Ces dispositifs permettent d’observer et de partager en continu les résultats obtenus, d’adapter les cadres, de négocier les objectifs poursuivis, éventuellement de créer des règles nouvelles.
La connaissance, voire l’intelligence collective, se construisent au fil de l’action. Il s’agit d’une nouvelle forme de « gouvernance » des projets et des politiques publiques, aux périmètres variés et variables. Ces dispositifs peuvent inclure des acteurs institutionnels, privés et associatifs. À la micro-échelle, ils peuvent potentiellement inclure les riverains eux-mêmes.
Dans d’autres cas, des chaînes d’actions et de financement se créent, incluant l’action des habitants, sans que les dispositifs de dialogue, notamment sur les finalités poursuivies, ne soient réellement mis en place. On peut s’interroger ainsi sur certaines opérations dites d’urbanisme « transitoire » ou « temporaire ». Dans le cadre de vastes projets de renouvellement urbain, des emprises foncières, de propriété publique ou privée, peuvent rester non investies pendant plusieurs années. Pour éviter la friche, le squat, éventuellement le dépotoir, on y invite les activités associatives, les jardins partagés, les fab’lab, les working’lab, ou toutes sortes de tiers lieux14. Le tout est parfois orchestré par des animateurs experts et plus ou moins rémunérés. Ces opérations contribuent sans aucun doute à développer le pouvoir d’agir des riverains et autres participants. Encore faut-il que la plus-value créée par leurs actions contribue effectivement au final à améliorer leur bien-être et leurs conditions de vie, et non à les exclure d’une ville ou d’un quartier devenu inabordable pour eux.

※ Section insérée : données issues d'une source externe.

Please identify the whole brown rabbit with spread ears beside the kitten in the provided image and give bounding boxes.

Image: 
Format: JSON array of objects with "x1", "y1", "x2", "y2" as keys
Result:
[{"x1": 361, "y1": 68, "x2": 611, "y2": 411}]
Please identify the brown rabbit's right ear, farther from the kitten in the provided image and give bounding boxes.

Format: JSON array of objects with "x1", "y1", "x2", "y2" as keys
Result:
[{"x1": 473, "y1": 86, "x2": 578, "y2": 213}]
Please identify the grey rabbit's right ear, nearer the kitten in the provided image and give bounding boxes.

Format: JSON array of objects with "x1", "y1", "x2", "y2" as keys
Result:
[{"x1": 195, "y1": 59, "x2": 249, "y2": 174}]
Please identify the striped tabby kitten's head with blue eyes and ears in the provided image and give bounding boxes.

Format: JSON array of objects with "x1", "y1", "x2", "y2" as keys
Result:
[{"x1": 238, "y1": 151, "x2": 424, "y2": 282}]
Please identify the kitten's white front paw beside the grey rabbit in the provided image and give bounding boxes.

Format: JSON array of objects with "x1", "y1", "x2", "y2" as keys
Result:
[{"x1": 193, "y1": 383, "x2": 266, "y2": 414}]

Vous proposez au final d’inverser le regard ?
Dans tous les cas, on constate que des transformations sont en cours dans les modes de faire, les processus. Dans un contexte de restriction budgétaire, l’action publique se déplace. Elle ne disparaît pas, loin de là. Là où elle ne peut plus prescrire, elle cherche à impliquer, coordonner, impulser. En tant que professionnels de l’urbain, il me semble que nous devons accompagner ces changements. Renouveler nos outillages technologiques et méthodologiques pour favoriser une action multidimensionnelle, favorable pour tous.

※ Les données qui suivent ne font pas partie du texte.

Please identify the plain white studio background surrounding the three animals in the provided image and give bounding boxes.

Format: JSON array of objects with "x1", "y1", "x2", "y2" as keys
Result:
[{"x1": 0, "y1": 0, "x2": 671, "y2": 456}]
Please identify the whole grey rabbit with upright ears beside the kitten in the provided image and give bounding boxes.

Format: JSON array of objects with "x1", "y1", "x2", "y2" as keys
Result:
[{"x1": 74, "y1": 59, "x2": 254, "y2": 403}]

Nous pouvons acter aujourd’hui que l’individu est bien entré dans le paysage des acteurs qui « font » la ville. Il convient sans doute de le faire savoir pour consolider des processus qui lui évitent d’être instrumentalisé, et lui permettent de devenir réellement « partie prenante » de la construction du territoire et de son avenir.
L’enjeu consiste à inventer les dispositifs d’ingénierie, de connaissance et de gouvernance, qui donneront à toutes les parties prenantes – acteurs publics, privés et habitants – les moyens d’une négociation équilibrée.
Cette entrée en scène d’un individu actif et créatif, se réalisant en tant qu’être singulier dans l’action collective, ouvre la perspective d’un récit de ville renouvelé, qui raconte autrement le rapport de l’individu à la société, la façon dont les collectifs ont participé et participent toujours à la construction du territoire et de leur milieu de vie.